A lawyer for property owners suing the St. Joe company over pollution from a paper mill have filed a petition with the Florida Supreme Court arguing that a judge who ruled against them failed to disclose a possible conflict of interest stemming from land deals involving Tallahasse’s infamous “Taj Mahal” courthouse.

The plaintiffs, mostly poor residents of Port St. Joe’s Millview neighborhood, had been granted class-action status by a lower court. The company appealed, and after that, according to a St. Petersburg Times article:

  • In a letter to the Florida Supreme Court, the 1st District Court of Appeal proposed building a new courthouse in a St.
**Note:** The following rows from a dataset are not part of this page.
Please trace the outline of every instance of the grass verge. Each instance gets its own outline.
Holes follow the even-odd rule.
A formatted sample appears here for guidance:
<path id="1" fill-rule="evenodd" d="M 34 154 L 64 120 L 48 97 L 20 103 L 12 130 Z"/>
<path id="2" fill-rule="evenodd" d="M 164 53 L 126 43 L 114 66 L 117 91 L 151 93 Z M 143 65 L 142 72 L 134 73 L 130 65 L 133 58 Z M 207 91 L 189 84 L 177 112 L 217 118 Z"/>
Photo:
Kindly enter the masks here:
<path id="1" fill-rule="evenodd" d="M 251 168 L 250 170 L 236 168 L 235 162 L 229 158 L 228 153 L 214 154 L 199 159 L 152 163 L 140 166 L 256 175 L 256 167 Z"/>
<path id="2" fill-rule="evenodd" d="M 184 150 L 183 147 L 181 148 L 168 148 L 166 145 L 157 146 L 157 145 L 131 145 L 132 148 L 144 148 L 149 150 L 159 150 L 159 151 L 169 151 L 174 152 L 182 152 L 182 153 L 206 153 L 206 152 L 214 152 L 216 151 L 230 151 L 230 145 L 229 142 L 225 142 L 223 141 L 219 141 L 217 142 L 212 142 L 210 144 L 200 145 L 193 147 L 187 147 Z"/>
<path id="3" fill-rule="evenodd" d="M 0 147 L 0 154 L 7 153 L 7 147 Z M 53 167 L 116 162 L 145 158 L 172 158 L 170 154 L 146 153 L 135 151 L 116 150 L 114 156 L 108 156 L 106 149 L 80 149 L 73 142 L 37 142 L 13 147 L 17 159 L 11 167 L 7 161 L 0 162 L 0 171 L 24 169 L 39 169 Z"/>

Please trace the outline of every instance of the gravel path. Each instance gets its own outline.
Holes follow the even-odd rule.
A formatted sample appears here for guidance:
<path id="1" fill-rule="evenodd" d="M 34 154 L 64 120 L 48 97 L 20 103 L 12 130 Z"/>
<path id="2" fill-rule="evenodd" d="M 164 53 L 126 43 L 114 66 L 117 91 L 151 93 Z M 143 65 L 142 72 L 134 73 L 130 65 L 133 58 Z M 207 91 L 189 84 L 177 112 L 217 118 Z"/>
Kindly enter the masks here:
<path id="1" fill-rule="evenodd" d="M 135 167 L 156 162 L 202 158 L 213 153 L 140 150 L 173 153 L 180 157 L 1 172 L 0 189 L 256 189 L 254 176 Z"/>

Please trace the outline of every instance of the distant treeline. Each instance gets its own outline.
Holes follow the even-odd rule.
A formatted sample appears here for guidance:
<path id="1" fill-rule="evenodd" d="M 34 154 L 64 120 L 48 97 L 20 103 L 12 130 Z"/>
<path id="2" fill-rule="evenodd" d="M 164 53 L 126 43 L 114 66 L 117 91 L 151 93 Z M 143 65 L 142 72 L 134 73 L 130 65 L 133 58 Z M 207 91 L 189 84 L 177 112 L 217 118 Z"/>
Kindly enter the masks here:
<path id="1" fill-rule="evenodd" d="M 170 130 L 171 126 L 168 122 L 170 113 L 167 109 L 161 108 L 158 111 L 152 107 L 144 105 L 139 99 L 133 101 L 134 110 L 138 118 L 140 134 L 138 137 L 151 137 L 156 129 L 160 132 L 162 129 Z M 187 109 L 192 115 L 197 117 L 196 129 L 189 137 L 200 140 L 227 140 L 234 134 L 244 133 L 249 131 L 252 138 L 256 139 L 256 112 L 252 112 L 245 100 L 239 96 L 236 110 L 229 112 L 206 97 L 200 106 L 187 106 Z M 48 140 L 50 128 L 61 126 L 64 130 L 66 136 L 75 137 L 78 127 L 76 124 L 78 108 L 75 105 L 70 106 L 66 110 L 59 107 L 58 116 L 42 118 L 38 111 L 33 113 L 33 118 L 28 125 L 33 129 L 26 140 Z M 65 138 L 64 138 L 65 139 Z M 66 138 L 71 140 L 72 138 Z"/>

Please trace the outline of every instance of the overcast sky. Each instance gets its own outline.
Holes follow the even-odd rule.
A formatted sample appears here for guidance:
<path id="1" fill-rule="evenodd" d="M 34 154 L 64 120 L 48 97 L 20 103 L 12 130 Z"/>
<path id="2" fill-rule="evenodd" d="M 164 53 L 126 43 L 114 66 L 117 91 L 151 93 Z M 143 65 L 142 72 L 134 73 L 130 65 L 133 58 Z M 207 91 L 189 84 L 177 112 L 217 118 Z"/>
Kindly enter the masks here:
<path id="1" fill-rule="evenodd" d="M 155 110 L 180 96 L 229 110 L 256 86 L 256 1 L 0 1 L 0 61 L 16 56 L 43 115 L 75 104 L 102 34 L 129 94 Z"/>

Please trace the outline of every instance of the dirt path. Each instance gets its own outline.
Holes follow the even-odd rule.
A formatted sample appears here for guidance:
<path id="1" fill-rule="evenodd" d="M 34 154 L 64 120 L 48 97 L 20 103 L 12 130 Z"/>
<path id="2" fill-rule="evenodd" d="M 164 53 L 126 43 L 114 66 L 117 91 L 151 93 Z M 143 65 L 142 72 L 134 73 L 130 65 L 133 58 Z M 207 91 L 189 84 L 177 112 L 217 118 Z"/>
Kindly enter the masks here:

Joe development called Southwood, on land acquired from St. Joe.
  • Appeal Judge Paul Hawkes purchased a half-million dollar home in Southwood.
  • A three-judge panel of the court, including Hawkes, heard St. Joe’s appeal and overturned the crucial ruling the trial judge had made in favor of the Millview residents.

That proposed new courthouse became the “Taj Mahal,” the proposed new home for the court of appeals. The crucial ruling Hawkes voted to overturn had granted the plaintiffs class-action status. Trying their cases individually could allow the company to drag out the legal process and hamper their ability to press the case. As the Times notes, “Five years later, not a single case has gone to trial.”

The plaintiffs had not been aware of the court’s involvement with St. Joe until the article appeared last month, according to the petition (available below; other related documents can be found here).

The petition asks for the ruling to be overturned, and for the court to consider allowing their case to be heard by a different court of appeals, arguing that Hawkes failed to comply with the section of Florida’s Code of Judicial Conduct that says: “A judge shall disqualify himself or herself in a proceeding in which the judge’s impartiality might reasonably be questioned.”

Accordingly, the entire court should have recused itself so that judges from another district, whose future working environment would not be impacted, could sit by appointment to decide this appeal.

And the impartiality of Judge Hawkes in particular comes into even more serious question now that it has been disclosed that he was the court’s point person on the courthouse negotiations, had just moved into Southwood, had a personal relationship with one of St. Joe’s top executives, and that St. Joe would be more likely to accommodate the court’s desires if he dealt directly with [St. Joe Vice President Chris] Corr.

The petition was filed Friday afternoon. Also Friday, Hawkes stepped down from his position as top judge at the 1st District Court of Appeals (though he did not step down from the court entirely), but did not say why.